Que, de vista total sendo privadas,

Todas três dum só olho se serviam.

Tu só, tu, cujas tranças encrespadas

Neptuno lá nas águas acendiam,

Tornada já de todas a mais feia,

De bívoras encheste a ardente areia.



11o Passamos as Dórcadas, antes habitadas

Pelas Irmãs (2) que na Antiguidade ali viviam,

E que por serem das vistas privadas,

Todas três de um único olho se serviam.

Só tu, Netuno, com as tranças encrespadas,

Que até na sua superfície subiam,

Poderia tê-la tornado a mais feia,

Pois de serpentes encheste a quente areia.



1-As ilhas Dórcadas: embora pelo contexto pareçam estar no arquipélago de Bijagós, optamos por considerá-las como as Górgodas, ilhas fabulosas que foram habitadas pelas Górgonas.

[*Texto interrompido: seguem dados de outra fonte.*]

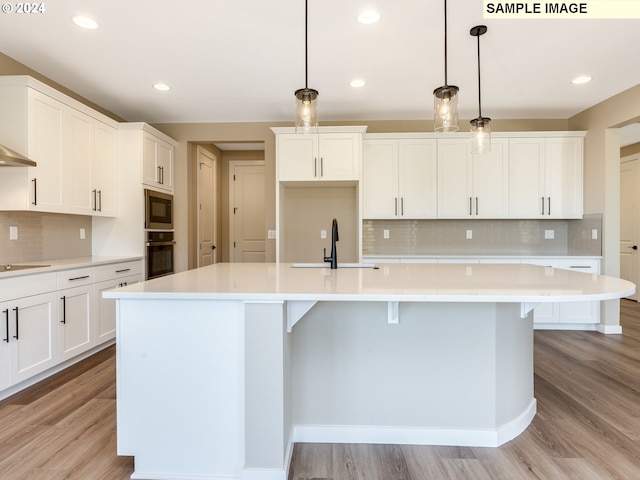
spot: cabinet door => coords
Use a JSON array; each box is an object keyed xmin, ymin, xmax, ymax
[
  {"xmin": 438, "ymin": 139, "xmax": 473, "ymax": 218},
  {"xmin": 27, "ymin": 89, "xmax": 66, "ymax": 213},
  {"xmin": 91, "ymin": 120, "xmax": 118, "ymax": 217},
  {"xmin": 318, "ymin": 133, "xmax": 361, "ymax": 180},
  {"xmin": 156, "ymin": 140, "xmax": 173, "ymax": 190},
  {"xmin": 142, "ymin": 132, "xmax": 159, "ymax": 186},
  {"xmin": 58, "ymin": 285, "xmax": 94, "ymax": 362},
  {"xmin": 9, "ymin": 293, "xmax": 58, "ymax": 384},
  {"xmin": 509, "ymin": 138, "xmax": 545, "ymax": 218},
  {"xmin": 545, "ymin": 138, "xmax": 583, "ymax": 218},
  {"xmin": 277, "ymin": 134, "xmax": 319, "ymax": 181},
  {"xmin": 65, "ymin": 109, "xmax": 93, "ymax": 215},
  {"xmin": 362, "ymin": 140, "xmax": 398, "ymax": 219},
  {"xmin": 398, "ymin": 139, "xmax": 438, "ymax": 219},
  {"xmin": 0, "ymin": 303, "xmax": 11, "ymax": 390},
  {"xmin": 471, "ymin": 138, "xmax": 509, "ymax": 218}
]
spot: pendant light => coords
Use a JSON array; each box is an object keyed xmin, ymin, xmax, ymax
[
  {"xmin": 295, "ymin": 0, "xmax": 318, "ymax": 133},
  {"xmin": 469, "ymin": 25, "xmax": 491, "ymax": 153},
  {"xmin": 433, "ymin": 0, "xmax": 459, "ymax": 132}
]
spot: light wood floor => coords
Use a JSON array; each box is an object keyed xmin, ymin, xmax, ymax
[{"xmin": 0, "ymin": 300, "xmax": 640, "ymax": 480}]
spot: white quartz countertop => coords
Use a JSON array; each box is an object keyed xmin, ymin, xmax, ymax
[
  {"xmin": 0, "ymin": 256, "xmax": 143, "ymax": 280},
  {"xmin": 104, "ymin": 263, "xmax": 635, "ymax": 302}
]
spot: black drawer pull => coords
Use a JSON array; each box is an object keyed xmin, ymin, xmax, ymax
[
  {"xmin": 69, "ymin": 275, "xmax": 89, "ymax": 282},
  {"xmin": 60, "ymin": 296, "xmax": 67, "ymax": 323},
  {"xmin": 13, "ymin": 307, "xmax": 19, "ymax": 340},
  {"xmin": 2, "ymin": 308, "xmax": 9, "ymax": 343}
]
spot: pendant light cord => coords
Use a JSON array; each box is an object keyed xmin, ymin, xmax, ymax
[
  {"xmin": 304, "ymin": 0, "xmax": 309, "ymax": 90},
  {"xmin": 477, "ymin": 31, "xmax": 482, "ymax": 118},
  {"xmin": 444, "ymin": 0, "xmax": 448, "ymax": 87}
]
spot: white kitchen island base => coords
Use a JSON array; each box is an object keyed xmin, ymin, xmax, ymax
[
  {"xmin": 118, "ymin": 300, "xmax": 535, "ymax": 480},
  {"xmin": 105, "ymin": 264, "xmax": 634, "ymax": 480}
]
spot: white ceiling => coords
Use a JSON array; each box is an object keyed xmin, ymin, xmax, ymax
[{"xmin": 0, "ymin": 0, "xmax": 640, "ymax": 124}]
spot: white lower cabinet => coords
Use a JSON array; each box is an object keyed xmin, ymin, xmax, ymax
[
  {"xmin": 58, "ymin": 285, "xmax": 95, "ymax": 361},
  {"xmin": 0, "ymin": 260, "xmax": 143, "ymax": 398},
  {"xmin": 7, "ymin": 292, "xmax": 58, "ymax": 384},
  {"xmin": 94, "ymin": 261, "xmax": 144, "ymax": 345}
]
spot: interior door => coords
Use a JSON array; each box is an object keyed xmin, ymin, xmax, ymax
[
  {"xmin": 197, "ymin": 147, "xmax": 216, "ymax": 267},
  {"xmin": 229, "ymin": 161, "xmax": 266, "ymax": 263},
  {"xmin": 620, "ymin": 157, "xmax": 640, "ymax": 301}
]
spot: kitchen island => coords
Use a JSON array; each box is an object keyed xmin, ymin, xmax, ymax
[{"xmin": 104, "ymin": 264, "xmax": 635, "ymax": 480}]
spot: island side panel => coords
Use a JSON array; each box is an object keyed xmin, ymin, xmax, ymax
[
  {"xmin": 496, "ymin": 303, "xmax": 536, "ymax": 434},
  {"xmin": 117, "ymin": 299, "xmax": 244, "ymax": 479},
  {"xmin": 244, "ymin": 301, "xmax": 293, "ymax": 472},
  {"xmin": 292, "ymin": 302, "xmax": 534, "ymax": 446}
]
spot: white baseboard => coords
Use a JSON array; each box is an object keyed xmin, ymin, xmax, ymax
[
  {"xmin": 597, "ymin": 323, "xmax": 622, "ymax": 335},
  {"xmin": 293, "ymin": 398, "xmax": 536, "ymax": 447}
]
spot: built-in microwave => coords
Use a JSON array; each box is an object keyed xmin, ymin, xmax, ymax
[{"xmin": 144, "ymin": 190, "xmax": 173, "ymax": 230}]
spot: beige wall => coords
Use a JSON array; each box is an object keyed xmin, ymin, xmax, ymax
[
  {"xmin": 0, "ymin": 53, "xmax": 124, "ymax": 122},
  {"xmin": 569, "ymin": 85, "xmax": 640, "ymax": 325}
]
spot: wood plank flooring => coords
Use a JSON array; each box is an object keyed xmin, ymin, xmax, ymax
[{"xmin": 0, "ymin": 300, "xmax": 640, "ymax": 480}]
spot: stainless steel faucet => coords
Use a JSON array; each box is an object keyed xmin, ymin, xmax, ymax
[{"xmin": 324, "ymin": 218, "xmax": 339, "ymax": 270}]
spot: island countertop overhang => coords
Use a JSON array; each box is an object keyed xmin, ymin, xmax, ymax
[{"xmin": 103, "ymin": 263, "xmax": 635, "ymax": 303}]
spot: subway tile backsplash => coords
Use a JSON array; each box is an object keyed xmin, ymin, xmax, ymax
[
  {"xmin": 362, "ymin": 214, "xmax": 602, "ymax": 256},
  {"xmin": 0, "ymin": 212, "xmax": 91, "ymax": 264}
]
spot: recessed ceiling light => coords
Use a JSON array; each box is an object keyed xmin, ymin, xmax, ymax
[
  {"xmin": 71, "ymin": 15, "xmax": 98, "ymax": 30},
  {"xmin": 358, "ymin": 10, "xmax": 380, "ymax": 25},
  {"xmin": 571, "ymin": 75, "xmax": 592, "ymax": 85}
]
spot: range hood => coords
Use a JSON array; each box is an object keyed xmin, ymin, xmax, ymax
[{"xmin": 0, "ymin": 145, "xmax": 36, "ymax": 167}]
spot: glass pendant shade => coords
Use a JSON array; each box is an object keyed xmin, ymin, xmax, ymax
[
  {"xmin": 295, "ymin": 87, "xmax": 318, "ymax": 133},
  {"xmin": 471, "ymin": 117, "xmax": 491, "ymax": 154},
  {"xmin": 433, "ymin": 85, "xmax": 458, "ymax": 132}
]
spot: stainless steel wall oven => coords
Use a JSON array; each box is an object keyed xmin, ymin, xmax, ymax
[
  {"xmin": 146, "ymin": 232, "xmax": 176, "ymax": 279},
  {"xmin": 144, "ymin": 190, "xmax": 173, "ymax": 230}
]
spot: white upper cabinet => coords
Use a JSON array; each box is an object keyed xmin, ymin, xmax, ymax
[
  {"xmin": 362, "ymin": 138, "xmax": 437, "ymax": 219},
  {"xmin": 272, "ymin": 127, "xmax": 365, "ymax": 181},
  {"xmin": 509, "ymin": 136, "xmax": 584, "ymax": 218},
  {"xmin": 0, "ymin": 76, "xmax": 117, "ymax": 215},
  {"xmin": 438, "ymin": 138, "xmax": 509, "ymax": 218},
  {"xmin": 142, "ymin": 131, "xmax": 174, "ymax": 192},
  {"xmin": 66, "ymin": 110, "xmax": 118, "ymax": 216}
]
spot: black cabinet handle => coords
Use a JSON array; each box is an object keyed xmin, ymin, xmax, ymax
[
  {"xmin": 2, "ymin": 308, "xmax": 9, "ymax": 343},
  {"xmin": 69, "ymin": 275, "xmax": 89, "ymax": 282},
  {"xmin": 60, "ymin": 295, "xmax": 67, "ymax": 323},
  {"xmin": 13, "ymin": 307, "xmax": 19, "ymax": 340}
]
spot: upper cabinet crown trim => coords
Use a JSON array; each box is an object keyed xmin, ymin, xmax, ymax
[
  {"xmin": 362, "ymin": 130, "xmax": 587, "ymax": 140},
  {"xmin": 271, "ymin": 125, "xmax": 367, "ymax": 135},
  {"xmin": 0, "ymin": 75, "xmax": 119, "ymax": 128},
  {"xmin": 118, "ymin": 122, "xmax": 178, "ymax": 147}
]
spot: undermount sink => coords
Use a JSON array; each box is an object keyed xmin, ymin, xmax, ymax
[
  {"xmin": 291, "ymin": 263, "xmax": 378, "ymax": 268},
  {"xmin": 0, "ymin": 263, "xmax": 51, "ymax": 272}
]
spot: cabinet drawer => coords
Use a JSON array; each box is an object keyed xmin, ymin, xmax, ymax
[
  {"xmin": 0, "ymin": 272, "xmax": 56, "ymax": 301},
  {"xmin": 57, "ymin": 267, "xmax": 95, "ymax": 290},
  {"xmin": 95, "ymin": 260, "xmax": 142, "ymax": 282}
]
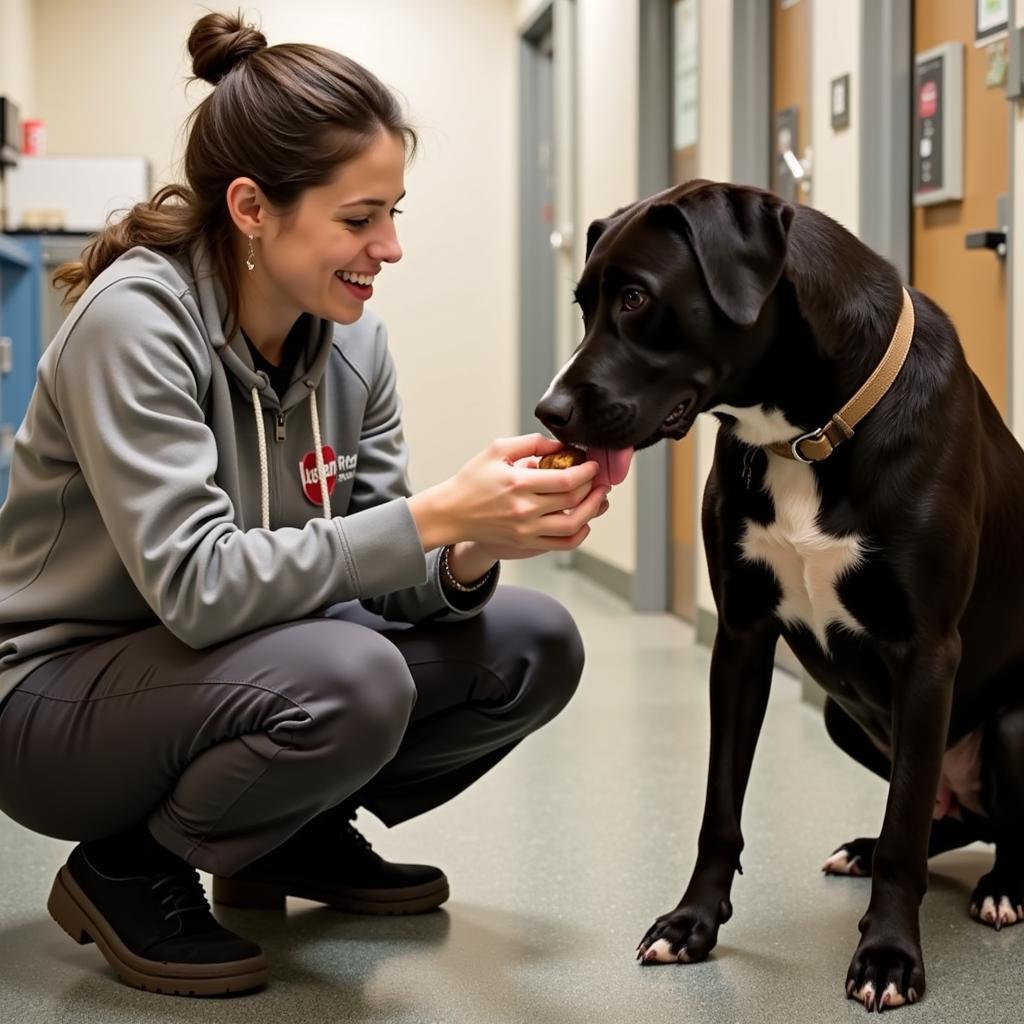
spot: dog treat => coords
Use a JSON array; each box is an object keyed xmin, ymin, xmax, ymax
[{"xmin": 539, "ymin": 447, "xmax": 587, "ymax": 469}]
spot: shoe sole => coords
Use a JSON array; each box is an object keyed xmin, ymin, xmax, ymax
[
  {"xmin": 213, "ymin": 876, "xmax": 450, "ymax": 915},
  {"xmin": 46, "ymin": 865, "xmax": 267, "ymax": 996}
]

Baseamo-nos nas outras referências que Camões usa, como por exemplo, a quantidade das irmãs, o pavor que inspiravam e as serpentes.



2- Irmãs: alusão as Górgonas. Eram três, Esteno, Euríale e Medusa. Todas com as cabeças cercadas por serpentes e tão feias que espantavam não apenas aos homens, mas até aos deuses. Ou então uma alusão as Gréias que eram as irmãs mais velhas das Górgonas, também chamadas de Gréias ou Velhas, porque já nasceram de cabelos brancos. Também eram três: Enio, Pefredo e Dino. Diz a lenda que só tinham um olho e um dente para todas as três.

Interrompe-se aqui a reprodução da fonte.